The first curve started around 1880 and ended by 1920; the second curve started at 1950 and ended by 1990. The third curve is about to get started. Anyone who's paying attention can see that artificial intelligence, genetic engineering, automation, space commercialization, human augmentation, and superconductors are the root of the next fifty years of sci-tech and social change.

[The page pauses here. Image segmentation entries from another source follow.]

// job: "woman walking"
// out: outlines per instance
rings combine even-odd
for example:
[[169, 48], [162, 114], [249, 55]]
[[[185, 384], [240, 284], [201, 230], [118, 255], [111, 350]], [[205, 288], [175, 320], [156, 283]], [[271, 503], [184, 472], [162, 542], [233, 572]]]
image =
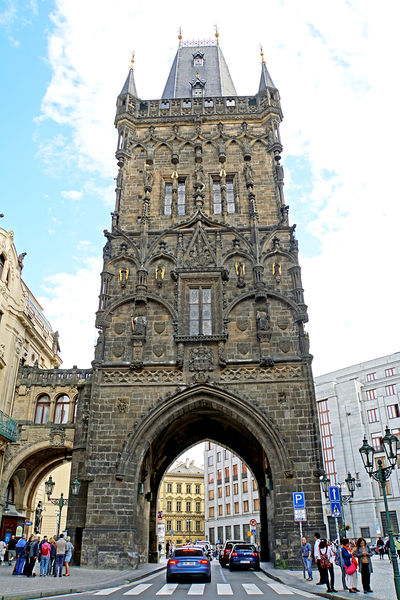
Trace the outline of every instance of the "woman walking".
[[328, 545], [326, 539], [322, 539], [319, 543], [320, 567], [321, 567], [321, 583], [325, 583], [327, 592], [337, 592], [335, 590], [335, 574], [333, 571], [333, 561], [335, 553], [331, 546]]
[[357, 560], [354, 558], [353, 553], [356, 551], [356, 546], [352, 550], [350, 548], [350, 542], [348, 538], [342, 539], [342, 558], [344, 562], [344, 568], [346, 570], [346, 584], [349, 588], [349, 592], [354, 594], [359, 592], [357, 589]]
[[370, 550], [364, 538], [358, 538], [354, 556], [358, 558], [358, 570], [361, 573], [361, 581], [363, 584], [364, 594], [371, 593], [371, 573], [372, 569], [372, 550]]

And of course, artificial intelligence is like nothing we've ever dealt with before so who knows if the cycle will hold. But the whole theme of the third curve of great technological change seems to be that of enhancing the human condition, something that was not true for either of the previous curves or the gradual periods of technological growth before them. The very idea is so alien to our ways of thinking that many futurists of earlier decades had not predicted anything like it. There was quite a lot about computers spreading throughout society, instant communications with people across the planet, traveling into space, capturing images with a device in your hand, and accessing something like the internet, but many futurist predictions seem to stop there or skip ahead to interstellar travel and utopian societies without anything connecting the two.
It's no different from someone from a first-curve era predicting video messaging, interactive media, and flying cars without predicting integrated circuits and lasers in industry or someone from a pre-curve era predicting flying machines and hearing another human's voice from a long distance through things like "magic" or otherwise unexplained leaps of logic. Artificial intelligence is essentially the electricity or integrated circuit of this coming century, except on a scale far beyond anything we can imagine.
I've already mentioned how youths are gradually growing ever more foreign to parents. It used to be that kids could gather around their wizened grandparents and listen to tales of how things used to be in order to learn of how to live life upcoming. Now, the words of elders are obsolete, biased takes built from experiences in more brutish, inhumane times talking of skills no longer applicable.
The Anteacceleratio is more than just the obsolescence of adults. It's the complete destruction of traditional human society as we know it. It's the point at which contemporary life becomes utterly indistinguishable from science fiction with all that brings with it. It's not the Singularity itself, but that might be why it's such a scary time. Things are changing too quickly for humans to handle but not quickly enough for there to be an "intelligence explosion". Whatever skills you try to learn one year will become obsolete the next. It's a frightening acceleration of human capability.